TSLM: Tree-Structured Language Modeling for Divergent Thinking
This addresses the problem of inefficient exploration in reasoning for language model users, proposing a new paradigm of inference-time scaling.
The paper tackles the problem of language models generating reasoning sequentially, which prevents decoupling irrelevant exploration paths during search, by introducing Tree-Structured Language Modeling (TSLM) that uses special tokens to encode branching structure for generating and selectively expanding multiple search paths in a single generation process. The result is robust performance and superior inference efficiency by avoiding multiple independent forward passes required by external search methods.

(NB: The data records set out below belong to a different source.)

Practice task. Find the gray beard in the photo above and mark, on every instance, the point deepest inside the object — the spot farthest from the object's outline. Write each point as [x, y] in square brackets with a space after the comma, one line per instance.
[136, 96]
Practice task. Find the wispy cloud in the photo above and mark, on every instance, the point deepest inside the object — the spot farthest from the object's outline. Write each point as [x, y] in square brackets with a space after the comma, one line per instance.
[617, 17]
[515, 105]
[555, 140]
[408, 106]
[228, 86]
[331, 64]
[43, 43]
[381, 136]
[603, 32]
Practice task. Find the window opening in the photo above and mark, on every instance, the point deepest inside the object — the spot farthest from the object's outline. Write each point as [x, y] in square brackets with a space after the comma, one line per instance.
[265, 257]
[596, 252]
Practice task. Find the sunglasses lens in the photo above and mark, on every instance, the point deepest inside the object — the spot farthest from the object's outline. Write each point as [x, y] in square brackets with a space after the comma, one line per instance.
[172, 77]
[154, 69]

Language models generate reasoning sequentially, preventing them from decoupling irrelevant exploration paths during search. We introduce Tree-Structured Language Modeling (TSLM), which uses special tokens to encode branching structure, enabling models to generate and selectively expand multiple search paths within a single generation process. By training on complete search trees including both successful and failed attempts, TSLM learns to internalize systematic exploration without redundant recomputation of shared prefixes. TSLM achieves robust performance and superior inference efficiency by avoiding the multiple independent forward passes required by external search methods. These results suggest a new paradigm of inference-time scaling for robust reasoning, demonstrating that supervised learning on complete tree-structured traces provides an efficient alternative for developing systematic exploration capabilities in language models.